En 1984, nous avions décidé d’affirmer clairement nos principes et nos valeurs. Or, les islamistes ligueurs, dont il était le représentant au comité directeur, refusaient de reconnaître la Déclaration universelle de 1948 pour quatre raisons principales: le droit pour une musulmane d’épouser un non-musulman, le droit de changer de religion, l’interdiction de la peine de mort et la reconnaissance d’enfants nés hors mariage, toutes choses contraires à une interprétation littérale du Coran. Après des discussions houleuses, nous avons fini par trouver un terrain d’entente. J’ai proposé une formulation du préambule de la Charte de la Ligue qui fasse référence à la fois à la Déclaration universelle, aux «traditions libérales de l’islam» et aussi à la Constitution de la République tunisienne.
C’est ainsi que nous avons trouvé un moyen terme qui a permis à la Ligue de devenir ce lieu de rencontre fructueux entre laïques et islamistes, afin de mieux débattre et dégager des compromis.
Aujourd’hui, vous êtes plutôt perçu comme un «proche» des islamistes. Certains militants de la gauche laïque vous accusent même de faire ouvertement le jeu des partisans de l’islam politique. A l’époque, vous étiez, au contraire, ce que nous pourrions appeler un «éradicateur», l’un des porte- drapeaux de l’anti-islamisme. N’est-ce pas un retournement surprenant?
Certes, je combattais politiquement et idéologiquement les islamistes mais je considérais qu’ils avaient le droit d’exister et de s’exprimer sur la scène politique. Je n’ai jamais été un partisan de l’interdiction et de l’éradication des islamistes, contrairement à certains «démocrates» algériens, par exemple. Les islamistes font partie du spectre politique du monde arabe. Nous devons donc les accepter. La démocratie, c’est la pluralité. Il me paraît totalement incohérent d’interdire et d’exclure les islamistes au nom de la démocratie. C’est une contradiction que j’ai dénoncée dès les premiers moments de mon engagement politique.
Les islamistes tunisiens étaient bel et bien obligés d’admettre que je ne tenais pas de double discours: je les combattais sur le plan des idées, mais je revendiquais simultanément leur intégration dans le jeu politique. Avec la répression, la situation a totalement changé. Alors que beaucoup de mes camarades de la gauche laïque étaient réticents à les défendre, je n’ai pas hésité une seule seconde à dénoncer la répression féroce qu’ils subissaient. J’étais le représentant de tout un courant démocratique attaché par-dessus tout au respect des libertés fondamentales et cela a beaucoup aidé les modérés dans le camp islamiste.
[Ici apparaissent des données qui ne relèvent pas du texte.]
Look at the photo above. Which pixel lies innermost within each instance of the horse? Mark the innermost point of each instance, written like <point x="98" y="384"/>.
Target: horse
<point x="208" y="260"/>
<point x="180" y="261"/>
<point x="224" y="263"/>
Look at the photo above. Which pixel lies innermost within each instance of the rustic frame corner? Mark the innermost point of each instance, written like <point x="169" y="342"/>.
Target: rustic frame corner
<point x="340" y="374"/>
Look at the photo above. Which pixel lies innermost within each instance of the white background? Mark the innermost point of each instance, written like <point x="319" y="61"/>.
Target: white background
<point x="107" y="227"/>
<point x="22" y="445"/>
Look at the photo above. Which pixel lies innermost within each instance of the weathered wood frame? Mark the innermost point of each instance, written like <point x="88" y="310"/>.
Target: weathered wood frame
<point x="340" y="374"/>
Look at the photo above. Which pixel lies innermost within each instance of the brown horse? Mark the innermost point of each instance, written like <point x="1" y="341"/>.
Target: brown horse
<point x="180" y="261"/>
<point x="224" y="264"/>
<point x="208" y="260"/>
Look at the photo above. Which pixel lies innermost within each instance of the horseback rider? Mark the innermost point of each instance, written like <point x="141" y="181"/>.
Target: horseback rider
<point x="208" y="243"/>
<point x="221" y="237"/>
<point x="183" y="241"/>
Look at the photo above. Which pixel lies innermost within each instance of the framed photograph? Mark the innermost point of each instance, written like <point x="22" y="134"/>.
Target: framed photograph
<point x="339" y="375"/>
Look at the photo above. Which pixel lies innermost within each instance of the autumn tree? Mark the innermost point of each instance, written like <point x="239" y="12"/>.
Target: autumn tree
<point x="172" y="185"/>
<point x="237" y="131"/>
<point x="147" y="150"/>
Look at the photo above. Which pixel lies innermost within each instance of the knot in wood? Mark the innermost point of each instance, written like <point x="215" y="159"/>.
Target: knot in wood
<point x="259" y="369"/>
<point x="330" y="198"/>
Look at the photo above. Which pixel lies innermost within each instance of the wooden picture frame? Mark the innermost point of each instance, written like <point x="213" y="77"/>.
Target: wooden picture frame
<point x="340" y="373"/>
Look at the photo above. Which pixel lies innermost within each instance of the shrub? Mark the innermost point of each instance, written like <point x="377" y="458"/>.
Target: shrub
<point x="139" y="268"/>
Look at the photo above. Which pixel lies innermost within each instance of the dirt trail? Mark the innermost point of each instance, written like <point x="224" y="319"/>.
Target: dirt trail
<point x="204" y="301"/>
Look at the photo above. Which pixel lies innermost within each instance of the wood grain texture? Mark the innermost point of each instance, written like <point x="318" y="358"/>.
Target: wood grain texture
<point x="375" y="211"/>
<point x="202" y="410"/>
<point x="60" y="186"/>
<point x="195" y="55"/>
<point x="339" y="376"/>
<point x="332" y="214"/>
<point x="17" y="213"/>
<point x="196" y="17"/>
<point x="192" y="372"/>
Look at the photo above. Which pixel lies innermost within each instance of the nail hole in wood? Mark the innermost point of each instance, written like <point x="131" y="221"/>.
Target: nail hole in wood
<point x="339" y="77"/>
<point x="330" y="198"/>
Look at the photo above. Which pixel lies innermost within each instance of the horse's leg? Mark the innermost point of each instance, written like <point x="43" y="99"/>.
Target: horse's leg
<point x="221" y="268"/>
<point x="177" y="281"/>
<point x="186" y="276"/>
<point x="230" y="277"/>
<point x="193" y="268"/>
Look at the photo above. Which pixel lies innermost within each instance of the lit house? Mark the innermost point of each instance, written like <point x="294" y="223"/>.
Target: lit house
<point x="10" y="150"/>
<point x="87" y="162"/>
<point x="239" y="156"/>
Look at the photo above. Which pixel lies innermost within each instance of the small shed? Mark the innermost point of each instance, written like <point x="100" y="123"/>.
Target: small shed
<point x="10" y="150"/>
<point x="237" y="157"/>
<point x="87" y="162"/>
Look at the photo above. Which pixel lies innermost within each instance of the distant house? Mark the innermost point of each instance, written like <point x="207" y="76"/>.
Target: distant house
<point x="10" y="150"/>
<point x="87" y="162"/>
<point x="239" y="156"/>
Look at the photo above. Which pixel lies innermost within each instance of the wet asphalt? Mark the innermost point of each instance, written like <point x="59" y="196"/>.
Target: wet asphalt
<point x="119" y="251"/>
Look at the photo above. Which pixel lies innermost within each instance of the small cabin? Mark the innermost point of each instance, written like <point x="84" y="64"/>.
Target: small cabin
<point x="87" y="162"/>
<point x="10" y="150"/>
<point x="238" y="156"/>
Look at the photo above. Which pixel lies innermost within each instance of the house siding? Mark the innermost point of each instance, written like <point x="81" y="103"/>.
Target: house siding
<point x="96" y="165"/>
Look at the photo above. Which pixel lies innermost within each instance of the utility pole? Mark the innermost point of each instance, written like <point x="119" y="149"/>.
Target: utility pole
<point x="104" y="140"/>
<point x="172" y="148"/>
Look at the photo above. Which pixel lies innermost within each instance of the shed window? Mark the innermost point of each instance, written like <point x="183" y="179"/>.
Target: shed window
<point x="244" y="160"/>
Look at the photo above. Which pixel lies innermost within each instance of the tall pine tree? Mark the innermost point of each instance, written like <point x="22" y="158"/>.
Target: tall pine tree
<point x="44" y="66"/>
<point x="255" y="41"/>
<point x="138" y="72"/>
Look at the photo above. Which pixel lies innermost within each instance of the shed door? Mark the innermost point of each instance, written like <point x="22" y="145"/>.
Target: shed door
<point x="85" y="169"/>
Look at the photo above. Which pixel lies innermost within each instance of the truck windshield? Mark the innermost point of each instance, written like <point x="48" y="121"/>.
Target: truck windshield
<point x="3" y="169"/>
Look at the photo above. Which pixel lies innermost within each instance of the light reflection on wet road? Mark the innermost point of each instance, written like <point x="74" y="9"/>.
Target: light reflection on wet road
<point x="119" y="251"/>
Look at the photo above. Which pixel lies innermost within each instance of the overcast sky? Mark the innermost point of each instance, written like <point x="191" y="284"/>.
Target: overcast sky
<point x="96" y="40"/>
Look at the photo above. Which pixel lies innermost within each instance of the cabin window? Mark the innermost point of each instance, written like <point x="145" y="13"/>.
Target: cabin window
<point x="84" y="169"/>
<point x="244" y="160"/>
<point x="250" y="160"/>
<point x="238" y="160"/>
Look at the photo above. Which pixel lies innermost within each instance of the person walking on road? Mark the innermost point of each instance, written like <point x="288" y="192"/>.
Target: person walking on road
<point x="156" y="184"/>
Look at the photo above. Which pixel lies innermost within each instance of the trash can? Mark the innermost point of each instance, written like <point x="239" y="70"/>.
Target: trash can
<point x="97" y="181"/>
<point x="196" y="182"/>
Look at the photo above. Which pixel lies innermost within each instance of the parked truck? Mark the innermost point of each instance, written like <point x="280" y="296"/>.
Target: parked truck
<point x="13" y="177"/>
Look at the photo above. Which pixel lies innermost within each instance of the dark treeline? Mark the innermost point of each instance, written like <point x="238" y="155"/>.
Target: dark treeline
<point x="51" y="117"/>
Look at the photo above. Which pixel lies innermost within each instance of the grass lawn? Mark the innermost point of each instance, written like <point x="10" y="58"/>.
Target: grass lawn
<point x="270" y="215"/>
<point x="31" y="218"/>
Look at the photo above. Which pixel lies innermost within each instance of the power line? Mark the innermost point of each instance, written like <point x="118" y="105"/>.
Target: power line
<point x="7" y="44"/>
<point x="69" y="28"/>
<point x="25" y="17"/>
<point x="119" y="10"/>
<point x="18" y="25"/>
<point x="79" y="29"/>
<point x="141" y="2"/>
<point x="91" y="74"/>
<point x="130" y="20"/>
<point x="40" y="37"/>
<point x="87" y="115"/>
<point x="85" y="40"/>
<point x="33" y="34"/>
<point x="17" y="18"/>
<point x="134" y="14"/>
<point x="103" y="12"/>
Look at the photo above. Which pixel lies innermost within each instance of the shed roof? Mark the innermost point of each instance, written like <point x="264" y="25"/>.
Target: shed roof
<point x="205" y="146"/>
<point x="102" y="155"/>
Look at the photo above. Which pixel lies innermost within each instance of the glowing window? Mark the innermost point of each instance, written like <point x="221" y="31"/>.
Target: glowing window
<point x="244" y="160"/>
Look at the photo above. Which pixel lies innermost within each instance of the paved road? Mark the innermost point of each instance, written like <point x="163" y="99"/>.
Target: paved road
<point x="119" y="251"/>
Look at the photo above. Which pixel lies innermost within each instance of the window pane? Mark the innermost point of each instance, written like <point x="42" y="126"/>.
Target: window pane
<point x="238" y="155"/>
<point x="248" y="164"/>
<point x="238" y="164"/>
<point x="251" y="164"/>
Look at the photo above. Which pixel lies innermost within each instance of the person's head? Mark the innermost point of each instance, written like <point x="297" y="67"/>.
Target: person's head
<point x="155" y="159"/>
Contrairement aux islamistes algériens du Fis qui ont basculé dans le terrorisme, les islamistes tunisiens se sentaient soutenus par les «démocrates» et les «progressistes», facilitant ainsi leur intégration au mouvement démocratique. Cela a eu incontestablement des effets bénéfiques pour la constitution d’un «front anti-dictature» en vue de reconstruire un jour un Etat démocratique.
Le compromis des «démocrates» avec le régime
Quand vous dites «Nous, les démocrates», cela concerne tous les opposants indépendants? N’y a-t-il pas quelques-uns de ces «démocrates» qui ont été tentés de sacrifier les islamistes sur l’autel du compromis avec le régime ?
Si, bien sûr, il existait une tendance proche du régime (Mohamed Charfi, et Khemaïs Ksila) qui disait en substance: «On ne va pas casser la Ligue des droits de l’Homme pour sauver les islamistes!» Cette tendance a préféré se taire, fermant volontairement les yeux sur la répression et la torture. Elle a clairement appelé à collaborer avec le régime, de telle sorte qu’elle nous a chassés de la direction de la Ligue, nous accusant d’être irresponsables et de saborder l’organisation. Nous défendions le principe d’égalité des citoyens, sans faire de distinction entre «islamistes» et «non-islamistes».
Le plus cocasse dans l’affaire, c’est le sort qu’a réservé la dictature à ses zélés serviteurs. Après les avoir utilisés, elle les a jetés comme des mouchoirs en papier. Transiger avec les principes, surtout quand on a des malfrats en face, est une opération encore plus risquée que de choisir la résistance.
Et aujourd’hui, comment vous positionnez-vous à l’égard de l’islam politique, en général, et des islamistes, en particulier? Considérez-vous toujours les islamistes comme des «rétrogrades» et des «obscurantistes»?
Ma position a bien sûr évolué au fil du temps. Je reste très critique sur l’islamisme, c’est-à -dire sur le danger d’asseoir une politique, par essence critiquable, sur une idéologie dont le fondement divin se place par essence, selon ses partisans, hors du champ de la critique. Mais la démocratie est l’organisation de la compétition et de la guerre symbolique entre des adversaires réels. C’est tout le contraire de la gestion politique des dictatures arabes qui en sont actuellement à trafiquer la démocratie en excluant de leur «cirque» électoral les vrais adversaires et en faisant se «battre» leurs compères...
On me pose fréquemment cette question: «Aurait-il fallu alors laisser le Front islamique de salut (Fis) gouverner en Algérie?» Ma réponse est sans ambiguïté: «Oui!» On aurait dû laisser le Fis gouverner. On aurait pu constater toute son incompétence et le remplacer après une législature. En cas d’installation d’une dictature, il aurait pu être évincé par l’armée ou la rue. On aurait sans doute connu des troubles, mais évité le bain de sang qui a endeuillé l’Algérie. Certes, j’admets que ce choix est risqué. Mais ne pas l’assumer, c’est prendre un risque encore plus important: la stagnation permanente sous la dictature. Interrompre le processus électoral a été la pire des solutions, comme aujourd’hui ne pas reconnaître le Hamas palestinien pourtant élu démocratiquement.
Le «risque islamiste» ne doit pas nous condamner à vivre jusqu’à la fin de nos jours sous des régimes tyranniques. Si des élections pluralistes doivent nous conduire dans un premier temps à vivre sous un gouvernement islamiste, nous devons l’accepter. C’est un pari sur l’avenir bien plus fort que celui qui consisterait à pérenniser les dictatures corrompues. De plus, c’est aussi idiot de confondre Ben Laden et Erdogan, le premier ministre turc, que d’assimiler Pol Pot et Dubcek, l’artisan du printemps de Prague en 1968, sous prétexte que les deux étaient communistes. On ne peut réduire l’islamisme à une sorte de bloc monolithique.
* Extrait de ‘‘Dictateurs en sursis’’, de Moncef Marzouki, entretien avec Vincent Geisser ; p. 80-p 85 ; Cérès éditions, Tunis 2011.